Um longo silêncio se abateu sobre a mesa, todos refletiam sobre as palavras de Vida, não irei descrever aqui toda a conversa que aconteceu naquela mesa porque diferente das conversas que os mortais tem, aquela conversa durou milhões de anos, foram pesadas coisas que estão além da compreensão da maioria dos seres e foram discutidos mistérios que ainda serão descobertos mas, como toda confabulação, chegou o dia que aquela também terminou e ao final dela, todos menos Morte, aceitaram contribuir para a criação de um ser consciente, para selar o pacto eles decidiram que naquele planeta ficaria para sempre gravado o acordo, ele foi escrito na língua primordial, incompreensível para todos os seres existentes, o acordo é tão extenso, completo e poderosos que suas letras ocupam toda a superfície daquele mundo, as letras foram gravadas sobre cada rocha no chão, cravado nas imensas montanhas, talhados nas árvores e impressas nos oceanos e, ao final dele, diferentemente da linguagem do acordo, está escrito na língua universal, sobre a mesa de água, as quatros assinaturas que dizem:

- Eu Tempo, concedo a Vida o meu dom para que seja imbuído no ser que será criado a dádiva da passagem, que aos seres conscientes seja dada uma fatia de todo o tempo que já existiu ou existirá e que dentro dessa fatia, sua existência seja plena e completa para que, ao final dela, quando ela a mim retornar eu diga – Eis aqui um bom tempo.

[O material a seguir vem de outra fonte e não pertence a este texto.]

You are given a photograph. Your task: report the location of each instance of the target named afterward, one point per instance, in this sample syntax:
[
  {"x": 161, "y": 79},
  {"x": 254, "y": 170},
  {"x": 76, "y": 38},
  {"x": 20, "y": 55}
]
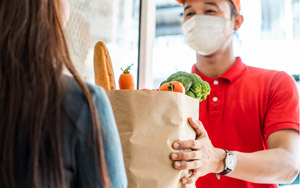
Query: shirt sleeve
[
  {"x": 111, "y": 140},
  {"x": 283, "y": 105}
]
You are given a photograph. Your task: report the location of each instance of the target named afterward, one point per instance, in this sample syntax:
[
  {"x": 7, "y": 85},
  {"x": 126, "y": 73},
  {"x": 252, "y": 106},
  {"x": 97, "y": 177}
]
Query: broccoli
[{"x": 194, "y": 86}]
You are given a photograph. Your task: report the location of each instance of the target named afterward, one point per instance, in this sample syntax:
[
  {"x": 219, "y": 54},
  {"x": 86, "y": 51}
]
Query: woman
[{"x": 55, "y": 131}]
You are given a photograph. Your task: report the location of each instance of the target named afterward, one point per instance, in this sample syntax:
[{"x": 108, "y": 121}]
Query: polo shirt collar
[{"x": 231, "y": 74}]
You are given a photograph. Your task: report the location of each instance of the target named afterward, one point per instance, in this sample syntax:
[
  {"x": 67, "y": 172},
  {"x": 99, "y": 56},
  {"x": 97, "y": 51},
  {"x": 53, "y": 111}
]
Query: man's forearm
[{"x": 268, "y": 166}]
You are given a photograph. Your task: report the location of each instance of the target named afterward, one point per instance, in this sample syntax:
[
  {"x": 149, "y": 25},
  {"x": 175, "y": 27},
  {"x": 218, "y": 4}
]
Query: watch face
[{"x": 230, "y": 162}]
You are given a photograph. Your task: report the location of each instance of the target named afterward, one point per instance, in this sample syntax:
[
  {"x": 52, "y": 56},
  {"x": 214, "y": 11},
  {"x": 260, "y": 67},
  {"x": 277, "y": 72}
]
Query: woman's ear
[{"x": 238, "y": 21}]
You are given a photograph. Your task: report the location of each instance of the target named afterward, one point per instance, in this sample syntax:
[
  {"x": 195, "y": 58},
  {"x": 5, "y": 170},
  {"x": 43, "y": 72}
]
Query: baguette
[{"x": 104, "y": 73}]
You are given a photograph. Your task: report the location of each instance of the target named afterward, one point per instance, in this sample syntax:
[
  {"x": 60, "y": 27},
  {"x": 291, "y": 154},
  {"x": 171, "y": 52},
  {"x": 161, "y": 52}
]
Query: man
[{"x": 250, "y": 132}]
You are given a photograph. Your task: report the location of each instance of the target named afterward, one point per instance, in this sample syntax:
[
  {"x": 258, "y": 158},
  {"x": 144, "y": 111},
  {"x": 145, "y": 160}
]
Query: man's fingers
[
  {"x": 187, "y": 144},
  {"x": 185, "y": 156},
  {"x": 192, "y": 179},
  {"x": 191, "y": 165},
  {"x": 197, "y": 125}
]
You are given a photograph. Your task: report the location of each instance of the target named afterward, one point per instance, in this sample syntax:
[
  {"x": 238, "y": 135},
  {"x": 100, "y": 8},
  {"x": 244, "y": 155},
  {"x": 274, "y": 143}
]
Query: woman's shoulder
[{"x": 74, "y": 98}]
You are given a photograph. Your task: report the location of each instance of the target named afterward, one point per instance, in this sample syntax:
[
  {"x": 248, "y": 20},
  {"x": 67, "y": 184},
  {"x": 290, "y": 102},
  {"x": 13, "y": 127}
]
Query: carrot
[
  {"x": 174, "y": 86},
  {"x": 126, "y": 80}
]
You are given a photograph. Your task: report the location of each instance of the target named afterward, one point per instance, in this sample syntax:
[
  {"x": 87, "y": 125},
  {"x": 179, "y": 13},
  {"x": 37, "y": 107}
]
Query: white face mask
[{"x": 206, "y": 34}]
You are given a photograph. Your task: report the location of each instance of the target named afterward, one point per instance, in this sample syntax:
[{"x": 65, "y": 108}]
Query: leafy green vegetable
[{"x": 194, "y": 86}]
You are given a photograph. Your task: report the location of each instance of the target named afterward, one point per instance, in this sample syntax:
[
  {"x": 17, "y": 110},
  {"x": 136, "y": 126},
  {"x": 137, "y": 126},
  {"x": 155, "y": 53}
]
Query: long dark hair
[{"x": 33, "y": 52}]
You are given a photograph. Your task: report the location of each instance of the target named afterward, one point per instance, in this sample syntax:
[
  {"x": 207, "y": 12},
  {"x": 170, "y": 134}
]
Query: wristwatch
[{"x": 230, "y": 163}]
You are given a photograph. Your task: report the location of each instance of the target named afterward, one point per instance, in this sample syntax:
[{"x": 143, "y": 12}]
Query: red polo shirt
[{"x": 245, "y": 106}]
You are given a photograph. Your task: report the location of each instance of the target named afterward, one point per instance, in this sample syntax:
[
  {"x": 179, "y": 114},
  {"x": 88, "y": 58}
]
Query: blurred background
[{"x": 148, "y": 34}]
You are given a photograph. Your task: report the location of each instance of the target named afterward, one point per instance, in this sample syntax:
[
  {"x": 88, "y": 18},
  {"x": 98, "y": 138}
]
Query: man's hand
[{"x": 204, "y": 157}]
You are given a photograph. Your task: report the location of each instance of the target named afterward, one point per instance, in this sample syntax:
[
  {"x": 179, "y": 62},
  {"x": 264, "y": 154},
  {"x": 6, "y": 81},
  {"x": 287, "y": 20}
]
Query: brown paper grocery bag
[{"x": 148, "y": 123}]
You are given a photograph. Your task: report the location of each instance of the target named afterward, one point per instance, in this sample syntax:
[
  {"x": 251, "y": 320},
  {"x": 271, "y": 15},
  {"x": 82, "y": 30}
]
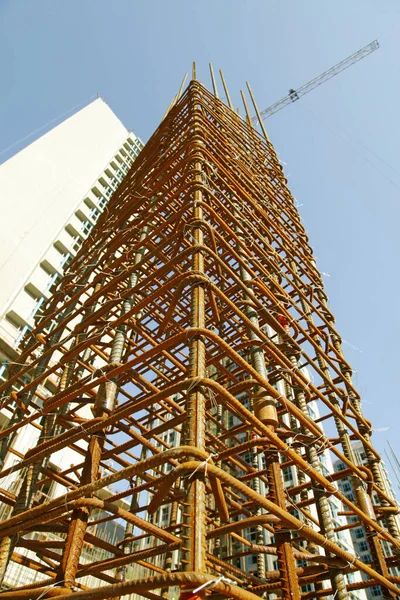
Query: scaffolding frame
[{"x": 194, "y": 312}]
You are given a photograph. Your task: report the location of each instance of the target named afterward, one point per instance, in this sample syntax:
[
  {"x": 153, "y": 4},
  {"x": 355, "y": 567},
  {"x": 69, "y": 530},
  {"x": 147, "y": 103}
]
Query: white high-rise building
[{"x": 52, "y": 193}]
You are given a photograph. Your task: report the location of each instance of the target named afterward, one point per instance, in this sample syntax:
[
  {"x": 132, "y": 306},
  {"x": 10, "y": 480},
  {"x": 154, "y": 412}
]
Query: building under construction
[{"x": 187, "y": 361}]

- Eu Ordem, concedo a Vida um lugar no cosmo, juro solenemente que de hoje em diante sempre haverá um lugar seguro para a sua criação neste e em todos os universos que vierem a existir, concedo também a tal ser o dom de criar aquilo que eu mesma posso, embora não em escala tão imensa pois jovem e imaturo ele ainda será.

- Eu Caos, não concedo a Vida o meu dom pois isso me é impossível, mas concedo ao ser que ela criar a capacidade de me compreender, mesmo que isso as vezes pareça a eles impossível, a capacidade para tal para sempre dentro dele residirá.

Com isso, vida pegou todos os presentes que foram ofertados e partiu para a criação de seus amados seres, Morte, que até hoje não concorda com a criação de Vida, ainda tenta destruí-la e convencer os outros a revogarem o acordo, na minha opinião entretanto, desde que um pequeno e empoeirado livro me foi dado por uma belíssima dama em um lindo vestido branco e nele havia uma história onde uma pequena parte dela compartilhei aqui com vocês, sei que chegará o dia em que o poder de Tempo deixará de me proteger e Morte virá me encontrar, nesse dia, espero poder conversar com ela e mostra-la o que Vida sonhou à muitos trilhões de anos atrás e, quem sabe, afinal não custa sonhar, eu possa convencê-la a finalmente assinar o acordo pois, conforme está escrito no livro, lá, naquele planetinha que mesmo nos dias atuais ainda existe, há pequeno espaço em branco que foi deixado por Vida com a esperança de que um dia nele, seja escrita uma quarta assinatura.